Many eons ago, before you were all born, I, too, was performing on a Broadway stage from the time I was nine until I was 12. I was keenly aware at the time of how much fun acting was. I loved my co-workers and developed some deep and meaningful friendships, many of which still exist today. I learned invaluable skills. I not only learned about acting, but I learned how to be an actor. The people and lessons I learned in my time as a child on Broadway played a large role in shaping who I am today.
As I watched you all up there on the stage of the Winter Garden, I was overcome with kinderschlausenhoda. I imagined how much fun you were all having. I remembered my own excitement at getting to be a part of such a huge and extraordinary thing when I was your age. And I could see into your futures. I am so excited for you and this incredible journey you are on.
Where you are right now, in your lives, in your careers, is beyond extraordinary.
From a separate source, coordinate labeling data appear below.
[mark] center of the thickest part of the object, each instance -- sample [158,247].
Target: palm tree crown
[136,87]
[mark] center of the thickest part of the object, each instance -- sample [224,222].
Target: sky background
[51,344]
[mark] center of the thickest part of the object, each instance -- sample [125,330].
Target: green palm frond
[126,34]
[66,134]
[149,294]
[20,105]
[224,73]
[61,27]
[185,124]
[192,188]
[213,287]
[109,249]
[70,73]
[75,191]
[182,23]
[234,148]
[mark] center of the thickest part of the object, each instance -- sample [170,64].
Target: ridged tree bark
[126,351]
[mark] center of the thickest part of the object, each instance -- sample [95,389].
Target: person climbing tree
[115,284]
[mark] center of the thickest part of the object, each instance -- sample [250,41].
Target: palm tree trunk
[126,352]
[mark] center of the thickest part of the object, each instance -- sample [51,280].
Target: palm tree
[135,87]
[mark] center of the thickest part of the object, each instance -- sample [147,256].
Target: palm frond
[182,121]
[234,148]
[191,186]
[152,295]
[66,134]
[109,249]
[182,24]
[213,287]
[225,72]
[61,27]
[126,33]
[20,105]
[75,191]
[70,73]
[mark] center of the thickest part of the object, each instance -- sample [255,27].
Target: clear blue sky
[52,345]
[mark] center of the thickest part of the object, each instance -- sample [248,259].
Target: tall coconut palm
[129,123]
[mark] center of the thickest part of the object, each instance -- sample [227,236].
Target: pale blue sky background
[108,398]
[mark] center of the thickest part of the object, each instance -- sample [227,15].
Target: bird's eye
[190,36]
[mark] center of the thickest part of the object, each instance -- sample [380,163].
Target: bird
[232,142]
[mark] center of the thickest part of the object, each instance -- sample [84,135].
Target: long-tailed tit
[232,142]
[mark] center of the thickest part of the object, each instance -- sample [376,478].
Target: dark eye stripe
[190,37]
Your playground (and, in some sense, your schoolroom) is a Broadway stage in a hit show. You are so lucky. Don’t get me wrong: you are also immensely talented and disciplined. I’m sure you have trained to get where you are. And your talent and hard work is paying off in dividends that most people will never experience. But you are also so very, very lucky. There are millions of children who want to be where you are. Of those, only a portion have the talent to do it. Of those, only a portion have the means to get the lessons or go to the auditions. Of those, only a portion will get to audition. And only a portion of those kids will be cast in a show. The number of children who get cast in a Broadway show is even smaller. And you are one of them. Isn’t that incredible?
I would like to be able to tell each and every one of you that you are going to go on to have successful careers in the theatre. But that isn’t going to be true for all of you. Some of you will decide you’d rather play soccer or study marine biology. Some of you might have trouble getting work as you get older. Some of you might have major life events that veer you onto a track you didn’t expect for yourself. I know that it’s probably hard to imagine these things right now. But life is weird and funny and doesn’t move in a straight line. The lines of your lives, stretched out before you, are curvy and twisty and filled with great and terrible things. And what you are doing is going to help you travel down that twisty, windy road for the rest of your lives. No matter where life takes you, no matter if it feels like you’re steering the ship or someone else is at the helm, the experiences you are having right now are going to continue to reveal gifts and lessons you have no idea you’re receiving.
Someday, when you’re sitting in your marine biology lab, or holding your child, or sitting in your dressing room waiting for your entrance, it will hit you. Someday, when you are facing one of life’s terrible times, you will have to dig down deep for resources to get through, and you will realize that without the experience you are having right now, you likely wouldn’t have those resources. And you will be immensely grateful. No matter what happens in your life, you will always have this experience. And someday you will go see a show with children in it, and you, too, will experience kinderschlausenhoda, and you will weep for joy at the lives those children will have.